Tra arte e natura
Il mondo dell'animazione negli ultimi anni sembra aver allargato i suoi orizzonti, allontanandosi dal monopolio che, almeno da noi in occidente, aveva avuto la Disney, portando alla ribalta altri studios che, con il passaggio alla grafica generata al computer, si sono saputi imporre all'attenzione generale. Il primo nome che viene in mente è indubbiamente quello della Pixar, seguito a ruota da DreamWorks e Blue Sky Studios, ma affiancato da una serie di produttori meno noti che poco per volta si stanno facendo strada in USA, ma anche qui in Europa. Si tratta di un'attenzione maggiore che ha in qualche modo favorito l'uso dell'animazione tradizionale per scopi più puramente artistici ed autoriali, da Persepolis a Valzer con Bashir, fino a L'illusionista che proprio in queste ultime settimane è arrivato nelle nostre sale.
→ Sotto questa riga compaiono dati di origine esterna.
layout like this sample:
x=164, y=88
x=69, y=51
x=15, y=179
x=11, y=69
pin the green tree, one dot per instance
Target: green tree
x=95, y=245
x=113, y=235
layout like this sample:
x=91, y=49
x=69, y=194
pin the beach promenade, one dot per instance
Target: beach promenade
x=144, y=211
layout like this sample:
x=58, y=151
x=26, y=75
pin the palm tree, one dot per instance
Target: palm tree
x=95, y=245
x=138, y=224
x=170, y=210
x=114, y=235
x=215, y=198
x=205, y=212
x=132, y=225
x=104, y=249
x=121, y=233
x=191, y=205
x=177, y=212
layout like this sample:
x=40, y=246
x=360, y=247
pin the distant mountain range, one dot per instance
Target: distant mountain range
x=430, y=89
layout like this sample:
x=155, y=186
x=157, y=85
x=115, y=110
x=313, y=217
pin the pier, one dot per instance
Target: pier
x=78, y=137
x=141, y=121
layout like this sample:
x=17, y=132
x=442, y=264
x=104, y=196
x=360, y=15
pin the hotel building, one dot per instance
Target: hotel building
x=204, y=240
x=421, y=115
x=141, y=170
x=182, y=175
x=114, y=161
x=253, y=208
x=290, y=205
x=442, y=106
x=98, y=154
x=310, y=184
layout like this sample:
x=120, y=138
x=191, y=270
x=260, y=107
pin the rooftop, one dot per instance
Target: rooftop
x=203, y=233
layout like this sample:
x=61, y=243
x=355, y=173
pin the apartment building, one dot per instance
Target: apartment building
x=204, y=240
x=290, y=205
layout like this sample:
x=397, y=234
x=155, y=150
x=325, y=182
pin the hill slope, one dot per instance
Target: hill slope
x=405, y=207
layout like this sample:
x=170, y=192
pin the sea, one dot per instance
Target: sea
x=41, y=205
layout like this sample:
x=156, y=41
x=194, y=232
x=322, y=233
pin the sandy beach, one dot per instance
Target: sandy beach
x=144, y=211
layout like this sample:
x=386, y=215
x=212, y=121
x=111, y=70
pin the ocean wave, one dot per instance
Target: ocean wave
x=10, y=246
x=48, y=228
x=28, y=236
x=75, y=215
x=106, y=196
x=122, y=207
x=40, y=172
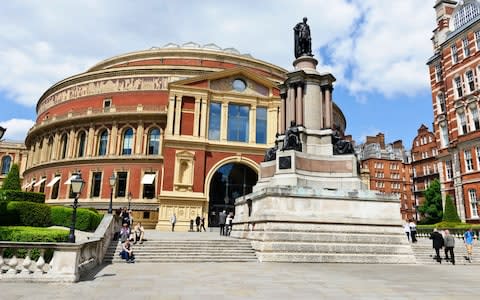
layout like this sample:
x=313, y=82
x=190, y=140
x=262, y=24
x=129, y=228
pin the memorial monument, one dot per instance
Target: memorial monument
x=309, y=204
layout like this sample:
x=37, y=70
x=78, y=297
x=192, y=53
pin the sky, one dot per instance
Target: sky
x=376, y=49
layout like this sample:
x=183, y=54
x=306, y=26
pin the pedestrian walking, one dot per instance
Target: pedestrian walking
x=413, y=231
x=173, y=220
x=202, y=224
x=468, y=238
x=437, y=243
x=222, y=218
x=449, y=245
x=406, y=228
x=197, y=223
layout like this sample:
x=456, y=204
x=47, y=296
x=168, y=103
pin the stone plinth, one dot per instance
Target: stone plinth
x=301, y=224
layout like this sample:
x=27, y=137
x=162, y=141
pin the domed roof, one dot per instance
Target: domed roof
x=465, y=11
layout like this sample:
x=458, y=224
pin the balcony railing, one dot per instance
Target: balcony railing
x=92, y=112
x=55, y=262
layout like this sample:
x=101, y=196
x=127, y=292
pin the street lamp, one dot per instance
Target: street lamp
x=77, y=185
x=129, y=199
x=2, y=132
x=112, y=182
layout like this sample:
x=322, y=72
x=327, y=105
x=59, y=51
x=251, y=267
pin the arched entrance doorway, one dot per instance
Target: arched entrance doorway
x=229, y=182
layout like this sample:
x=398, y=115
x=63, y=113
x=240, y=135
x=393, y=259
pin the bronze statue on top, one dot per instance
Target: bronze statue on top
x=303, y=40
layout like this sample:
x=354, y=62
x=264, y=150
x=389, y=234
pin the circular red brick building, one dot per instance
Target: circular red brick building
x=181, y=129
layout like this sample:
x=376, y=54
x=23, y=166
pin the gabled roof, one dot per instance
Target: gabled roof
x=240, y=71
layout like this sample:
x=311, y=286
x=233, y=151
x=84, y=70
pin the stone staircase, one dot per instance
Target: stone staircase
x=322, y=243
x=162, y=251
x=424, y=253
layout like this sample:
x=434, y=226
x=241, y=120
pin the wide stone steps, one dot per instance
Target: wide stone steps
x=329, y=237
x=159, y=251
x=424, y=253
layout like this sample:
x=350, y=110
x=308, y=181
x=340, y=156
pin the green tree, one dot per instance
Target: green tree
x=12, y=181
x=450, y=214
x=431, y=208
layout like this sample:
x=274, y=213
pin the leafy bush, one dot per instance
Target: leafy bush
x=87, y=220
x=31, y=234
x=12, y=195
x=29, y=213
x=450, y=214
x=12, y=181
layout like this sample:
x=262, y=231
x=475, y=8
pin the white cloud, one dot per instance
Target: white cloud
x=372, y=45
x=16, y=129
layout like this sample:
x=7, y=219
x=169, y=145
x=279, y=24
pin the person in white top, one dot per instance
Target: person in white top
x=406, y=228
x=173, y=220
x=413, y=231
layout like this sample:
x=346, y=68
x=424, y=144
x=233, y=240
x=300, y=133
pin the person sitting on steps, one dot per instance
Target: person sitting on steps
x=138, y=233
x=127, y=252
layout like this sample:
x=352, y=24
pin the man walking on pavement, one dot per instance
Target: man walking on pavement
x=221, y=221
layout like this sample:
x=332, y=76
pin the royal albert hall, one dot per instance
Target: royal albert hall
x=177, y=129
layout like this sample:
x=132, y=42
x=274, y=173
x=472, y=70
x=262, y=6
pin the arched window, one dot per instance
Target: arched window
x=102, y=143
x=64, y=144
x=127, y=142
x=81, y=144
x=154, y=141
x=464, y=13
x=473, y=202
x=6, y=161
x=49, y=149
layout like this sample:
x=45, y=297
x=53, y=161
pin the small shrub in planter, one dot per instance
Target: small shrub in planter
x=30, y=214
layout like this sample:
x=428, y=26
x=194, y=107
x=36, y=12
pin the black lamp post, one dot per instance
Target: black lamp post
x=129, y=199
x=112, y=182
x=77, y=185
x=2, y=132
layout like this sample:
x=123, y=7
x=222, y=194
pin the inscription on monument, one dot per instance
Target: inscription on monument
x=285, y=162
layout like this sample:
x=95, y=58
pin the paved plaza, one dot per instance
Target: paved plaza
x=259, y=281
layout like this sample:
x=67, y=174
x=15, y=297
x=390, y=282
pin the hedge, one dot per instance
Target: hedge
x=87, y=220
x=11, y=195
x=30, y=214
x=31, y=234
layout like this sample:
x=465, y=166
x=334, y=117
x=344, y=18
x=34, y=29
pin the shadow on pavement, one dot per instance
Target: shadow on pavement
x=91, y=275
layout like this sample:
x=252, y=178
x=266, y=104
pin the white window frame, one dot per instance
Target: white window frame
x=448, y=170
x=477, y=39
x=470, y=80
x=454, y=53
x=467, y=154
x=466, y=50
x=477, y=152
x=472, y=194
x=457, y=87
x=462, y=123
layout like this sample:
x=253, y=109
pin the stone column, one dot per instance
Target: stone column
x=37, y=153
x=272, y=115
x=178, y=114
x=203, y=120
x=30, y=156
x=113, y=139
x=170, y=113
x=90, y=140
x=328, y=107
x=196, y=116
x=55, y=146
x=290, y=106
x=282, y=116
x=71, y=144
x=252, y=124
x=139, y=138
x=299, y=105
x=312, y=117
x=224, y=122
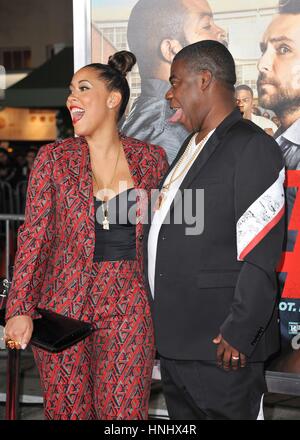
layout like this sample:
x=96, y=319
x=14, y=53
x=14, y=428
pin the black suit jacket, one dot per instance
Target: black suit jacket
x=201, y=288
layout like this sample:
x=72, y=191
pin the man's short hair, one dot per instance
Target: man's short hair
x=244, y=87
x=150, y=22
x=213, y=56
x=289, y=7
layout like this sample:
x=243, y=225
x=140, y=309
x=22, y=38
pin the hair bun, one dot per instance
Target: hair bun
x=122, y=61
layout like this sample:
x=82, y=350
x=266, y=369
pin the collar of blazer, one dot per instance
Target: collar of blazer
x=208, y=150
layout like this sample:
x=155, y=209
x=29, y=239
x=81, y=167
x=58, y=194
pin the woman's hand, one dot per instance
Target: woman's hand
x=18, y=331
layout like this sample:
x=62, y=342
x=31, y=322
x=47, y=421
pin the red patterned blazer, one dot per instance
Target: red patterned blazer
x=56, y=242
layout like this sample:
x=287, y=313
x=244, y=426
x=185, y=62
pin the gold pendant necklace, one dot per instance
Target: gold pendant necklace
x=105, y=204
x=105, y=223
x=165, y=189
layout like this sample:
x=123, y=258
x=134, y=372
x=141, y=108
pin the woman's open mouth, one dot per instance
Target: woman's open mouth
x=77, y=113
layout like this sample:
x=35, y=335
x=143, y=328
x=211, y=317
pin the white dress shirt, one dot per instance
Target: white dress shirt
x=161, y=213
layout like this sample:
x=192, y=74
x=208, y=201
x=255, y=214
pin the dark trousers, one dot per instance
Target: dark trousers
x=199, y=390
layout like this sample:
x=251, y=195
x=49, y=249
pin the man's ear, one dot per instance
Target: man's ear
x=206, y=79
x=114, y=99
x=169, y=48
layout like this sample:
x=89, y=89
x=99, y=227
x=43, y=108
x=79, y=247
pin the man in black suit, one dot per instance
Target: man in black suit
x=213, y=285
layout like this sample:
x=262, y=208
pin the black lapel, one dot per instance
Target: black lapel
x=209, y=149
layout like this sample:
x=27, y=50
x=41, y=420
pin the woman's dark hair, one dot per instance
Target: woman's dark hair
x=114, y=74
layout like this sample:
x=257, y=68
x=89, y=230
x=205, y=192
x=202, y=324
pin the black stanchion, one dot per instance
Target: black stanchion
x=12, y=385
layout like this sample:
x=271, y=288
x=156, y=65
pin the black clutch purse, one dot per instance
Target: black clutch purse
x=54, y=332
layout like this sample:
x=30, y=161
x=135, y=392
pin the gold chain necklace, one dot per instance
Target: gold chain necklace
x=105, y=204
x=164, y=191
Non è il caso di Mià e il Migù, che seppur appartenente al magico mondo dell'animazione tradizionale, si mantiene ancorato alla dimensione favolistica e pedagogica del racconto per bambini.
E proprio nei bambini trova i suoi protagonisti: da una parte la piccola Mià del titolo ed il suo viaggio che parte da un piccolo paese dell'America Latina e la conduce, alla ricerca del padre scomparso, nel mezzo di una natura fatta di lussureggianti foreste e creature fatate; ed in Aldrin, in viaggio negli stessi luoghi con il padre imprenditore Jackhide, impegnato a salvaguardare l'affare della sua vita, cercando di nascondere le evidenti difficoltà in cui il suo cantiere si trova per convincere gli investitori a non tirarsi indietro.
Quelli dei due bambini sono due percorsi separati che si intrecciano, portandoli a collaborare, tra loro e con i Migù, le creature magiche che vivono nella foresta e custodiscono l'imponente albero che ne è il cuore, per salvare il mondo della natura in pericolo.Il tema ecologista e l'impegno ambientalista sono infatti centrali in Mià e il Migù e vengono ribaditi in vario modo per tutta la durata della pellicola, fino alla canzone che accompagna i titoli di coda, sottolineando i danni che l'uomo continua ad infliggere al pianeta con il suo comportamento.
Seppur predominante, quello ecologista non è l'unico tema maturo che fa capolino tra i risvolti di una storia dall'impostazione semplice, da fiaba, che si rivolge con delicatezza e dolcezza al mondo dei più giovani: il cantiere in cui lavora Pedro, il padre di Mià, è l'occasione per accennare allo sfruttamento ed alla condizione dei lavoratori, mentre il difficile rapporto tra genitori e figli in un mondo carico di impegni come il nostro si riflette in quello di Aldrin ed il padre; così come appare evidente il voler mettere in scena il contrasto tra regioni ricche e povere del pianeta. Non si tratta però degli unici motivi di interesse di Mià e il Migù, che nel dicembre 2009 a Bochum in Germania si è aggiudicato l'Oscar Europeo del cinema d'animazione: spicca anche l'aspetto puramente stilistico, assolutamente artigianale e lontano da quello che va per la maggiore nell'ambito dell'animazione mainstream. Quello del film di Jacques-Remy Girerd, al suo secondo lungometraggio dopo La profezia delle ranocchie, è un tratto ricercato nella sua semplicità, che si avvale di colori caldi e di richiami al mondo dell'impressionismo, e più in particolare ad artisti come Cezanne e Van Gogh, risultando una piacevole sorpresa nel campo dell'animazione europea (il film è prodotto con fondi francesi e, parzialmente, italiani), qualcosa di diverso dai colossi del cinema per ragazzi che stanno invadendo le sale per Natale (dalla Disney con Rapunzel a Megamind e Narnia), ma al quale speriamo che il pubblico possa riservare un minimo di attenzione.